Misfolded proteins in the endoplasmic reticulum (ER) are retrotranslocated to the cytosol for ubiquitination and degradation by the proteasome. During this process, known as ER-associated degradation (ERAD), the ER-embedded Hrd1 ubiquitin ligase plays a central role in recognizing, ubiquitinating, and retrotranslocating scores of lumenal and integral membrane proteins. To better define the mechanisms underlying Hrd1 function in Saccharomyces cerevisiae, several model substrates have been developed. One substrate is Sec61-2, a temperature sensitive allele of the Sec61 translocation channel.

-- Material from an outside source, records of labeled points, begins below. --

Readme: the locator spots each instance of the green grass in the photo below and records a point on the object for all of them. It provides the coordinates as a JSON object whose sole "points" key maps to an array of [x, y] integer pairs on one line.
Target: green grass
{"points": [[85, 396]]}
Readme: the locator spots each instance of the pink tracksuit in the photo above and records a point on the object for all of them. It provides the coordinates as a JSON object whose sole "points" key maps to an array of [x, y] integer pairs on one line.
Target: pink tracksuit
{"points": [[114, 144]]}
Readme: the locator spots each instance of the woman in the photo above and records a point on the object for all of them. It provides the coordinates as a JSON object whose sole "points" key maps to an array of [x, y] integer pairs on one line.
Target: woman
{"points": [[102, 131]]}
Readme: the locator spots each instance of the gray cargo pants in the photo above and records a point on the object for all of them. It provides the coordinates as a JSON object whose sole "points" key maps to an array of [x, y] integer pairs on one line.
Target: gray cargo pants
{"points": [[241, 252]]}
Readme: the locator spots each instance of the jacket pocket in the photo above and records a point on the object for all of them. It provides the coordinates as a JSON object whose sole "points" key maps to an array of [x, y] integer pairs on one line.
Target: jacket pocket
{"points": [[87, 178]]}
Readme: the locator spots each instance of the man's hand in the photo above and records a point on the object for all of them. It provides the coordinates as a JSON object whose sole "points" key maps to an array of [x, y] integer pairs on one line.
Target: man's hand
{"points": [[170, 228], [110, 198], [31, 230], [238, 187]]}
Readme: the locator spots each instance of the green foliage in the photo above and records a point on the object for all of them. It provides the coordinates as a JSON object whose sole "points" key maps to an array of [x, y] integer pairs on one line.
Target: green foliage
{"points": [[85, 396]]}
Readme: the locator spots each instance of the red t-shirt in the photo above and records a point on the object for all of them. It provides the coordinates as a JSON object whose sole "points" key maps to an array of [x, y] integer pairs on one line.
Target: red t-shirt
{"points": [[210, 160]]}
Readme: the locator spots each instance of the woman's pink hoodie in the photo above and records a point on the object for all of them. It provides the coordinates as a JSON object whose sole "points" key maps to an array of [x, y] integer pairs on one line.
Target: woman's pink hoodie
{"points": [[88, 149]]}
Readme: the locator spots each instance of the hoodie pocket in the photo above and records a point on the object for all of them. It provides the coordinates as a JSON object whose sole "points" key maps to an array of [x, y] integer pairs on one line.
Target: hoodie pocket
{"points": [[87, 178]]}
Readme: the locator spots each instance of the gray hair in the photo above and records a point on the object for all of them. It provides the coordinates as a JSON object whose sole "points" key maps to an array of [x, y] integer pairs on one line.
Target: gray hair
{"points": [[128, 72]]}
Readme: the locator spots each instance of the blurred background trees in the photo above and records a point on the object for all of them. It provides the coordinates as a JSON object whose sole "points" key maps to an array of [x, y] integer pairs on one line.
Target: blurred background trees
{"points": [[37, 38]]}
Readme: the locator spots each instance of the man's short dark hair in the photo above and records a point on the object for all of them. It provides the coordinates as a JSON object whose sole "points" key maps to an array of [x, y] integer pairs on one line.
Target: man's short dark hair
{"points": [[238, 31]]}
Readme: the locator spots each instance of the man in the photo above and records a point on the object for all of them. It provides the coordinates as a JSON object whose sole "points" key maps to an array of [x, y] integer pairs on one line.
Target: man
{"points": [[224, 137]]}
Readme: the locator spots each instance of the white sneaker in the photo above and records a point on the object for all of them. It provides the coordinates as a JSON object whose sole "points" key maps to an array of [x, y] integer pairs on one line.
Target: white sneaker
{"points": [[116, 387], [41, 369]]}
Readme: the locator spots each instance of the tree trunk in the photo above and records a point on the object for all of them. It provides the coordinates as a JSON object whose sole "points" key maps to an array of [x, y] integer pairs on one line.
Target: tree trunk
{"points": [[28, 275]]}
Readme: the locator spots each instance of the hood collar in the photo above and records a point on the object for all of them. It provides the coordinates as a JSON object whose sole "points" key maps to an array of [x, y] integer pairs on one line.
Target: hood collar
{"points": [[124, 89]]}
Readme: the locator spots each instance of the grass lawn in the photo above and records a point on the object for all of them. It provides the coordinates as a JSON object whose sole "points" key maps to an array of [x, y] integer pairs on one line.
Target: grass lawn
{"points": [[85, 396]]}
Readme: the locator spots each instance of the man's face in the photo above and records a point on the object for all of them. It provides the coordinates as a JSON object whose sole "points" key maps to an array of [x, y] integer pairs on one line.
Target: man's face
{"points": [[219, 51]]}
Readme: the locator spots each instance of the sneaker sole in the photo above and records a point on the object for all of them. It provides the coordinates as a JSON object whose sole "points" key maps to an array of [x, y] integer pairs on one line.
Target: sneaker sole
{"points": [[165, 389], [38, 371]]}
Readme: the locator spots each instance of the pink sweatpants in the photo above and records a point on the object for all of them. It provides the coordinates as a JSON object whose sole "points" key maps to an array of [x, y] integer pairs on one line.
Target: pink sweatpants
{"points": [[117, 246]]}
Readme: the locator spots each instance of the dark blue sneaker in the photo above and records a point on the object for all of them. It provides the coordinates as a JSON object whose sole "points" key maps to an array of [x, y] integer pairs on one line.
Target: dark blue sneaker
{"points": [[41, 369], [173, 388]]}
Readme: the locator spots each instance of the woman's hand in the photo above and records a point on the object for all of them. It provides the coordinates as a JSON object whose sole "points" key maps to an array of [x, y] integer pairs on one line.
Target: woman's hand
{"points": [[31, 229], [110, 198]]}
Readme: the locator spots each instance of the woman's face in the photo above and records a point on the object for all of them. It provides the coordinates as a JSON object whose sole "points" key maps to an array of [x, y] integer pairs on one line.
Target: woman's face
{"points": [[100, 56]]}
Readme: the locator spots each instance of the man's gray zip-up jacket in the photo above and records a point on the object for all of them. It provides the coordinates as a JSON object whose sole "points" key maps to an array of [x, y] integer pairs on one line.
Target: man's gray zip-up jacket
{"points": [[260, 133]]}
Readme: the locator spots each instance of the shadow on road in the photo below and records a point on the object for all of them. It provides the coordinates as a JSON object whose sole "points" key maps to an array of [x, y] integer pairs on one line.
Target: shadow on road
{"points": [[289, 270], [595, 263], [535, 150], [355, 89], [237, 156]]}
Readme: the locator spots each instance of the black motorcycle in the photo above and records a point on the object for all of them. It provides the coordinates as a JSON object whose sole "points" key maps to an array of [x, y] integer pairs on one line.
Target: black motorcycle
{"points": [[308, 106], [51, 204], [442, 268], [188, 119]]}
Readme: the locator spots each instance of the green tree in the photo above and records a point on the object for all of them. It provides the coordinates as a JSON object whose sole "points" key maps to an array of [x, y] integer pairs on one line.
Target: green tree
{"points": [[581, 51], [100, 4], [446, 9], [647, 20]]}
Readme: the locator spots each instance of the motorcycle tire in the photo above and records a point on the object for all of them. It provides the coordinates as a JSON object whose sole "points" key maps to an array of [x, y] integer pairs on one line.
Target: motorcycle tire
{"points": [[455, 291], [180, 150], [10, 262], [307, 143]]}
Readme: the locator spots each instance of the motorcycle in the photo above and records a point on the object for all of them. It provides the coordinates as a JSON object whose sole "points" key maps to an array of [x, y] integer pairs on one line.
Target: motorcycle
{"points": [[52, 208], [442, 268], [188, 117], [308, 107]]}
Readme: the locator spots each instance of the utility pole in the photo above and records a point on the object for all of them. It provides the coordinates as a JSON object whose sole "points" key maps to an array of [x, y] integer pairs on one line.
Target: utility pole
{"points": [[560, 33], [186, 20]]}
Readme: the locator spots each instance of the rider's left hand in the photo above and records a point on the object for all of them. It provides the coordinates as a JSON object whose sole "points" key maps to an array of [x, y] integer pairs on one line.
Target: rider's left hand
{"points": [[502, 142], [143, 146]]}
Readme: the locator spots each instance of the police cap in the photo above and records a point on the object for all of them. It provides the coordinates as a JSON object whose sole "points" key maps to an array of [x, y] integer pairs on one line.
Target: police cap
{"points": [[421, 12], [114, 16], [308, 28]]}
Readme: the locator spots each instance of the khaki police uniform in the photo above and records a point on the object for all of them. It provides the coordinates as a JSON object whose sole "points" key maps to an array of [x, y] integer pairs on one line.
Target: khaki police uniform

Cells expressing Sec61-2 grow at 25 degrees C because the protein is stable, but sec61-2 yeast are inviable at 38 degrees C because the mutated protein is degraded in a Hrd1-dependent manner. Therefore, deleting HRD1 stabilizes Sec61-2 and hence sec61-2hrd1 increment double mutants are viable at 38 degrees C. This unique phenotype allowed us to perform a non-biased screen for loss-of-function alleles in HRD1. Based on its importance in mediating substrate retrotranslocation, the screen was also developed to focus on mutations in sequences encoding Hrd1's transmembrane-rich domain. Ultimately, a group of recessive mutations was identified in HRD1, including an ensemble of destabilizing mutations that resulted in the delivery of Hrd1 to the ERAD pathway. A more stable mutant resided in a buried transmembrane domain, yet the Hrd1 complex was disrupted in yeast expressing this mutant. Together, these data confirm the importance of Hrd1 complex integrity during ERAD, suggest that allosteric interactions between transmembrane domains regulate Hrd1 complex formation, and provide the field with new tools to define the dynamic interactions between ERAD components during substrate retrotranslocation.

Automated summary

This study investigates the function of Hrd1 in yeast to better understand its mechanism. Using a model substrate, Sec61-2, it is found that Hrd1 plays a crucial role in the stability of the substrate and cell viability. Through screening, a group of mutations in HRD1 are identified, disrupting the stability of the Hrd1 complex. These findings confirm the importance of the Hrd1 complex in ERAD.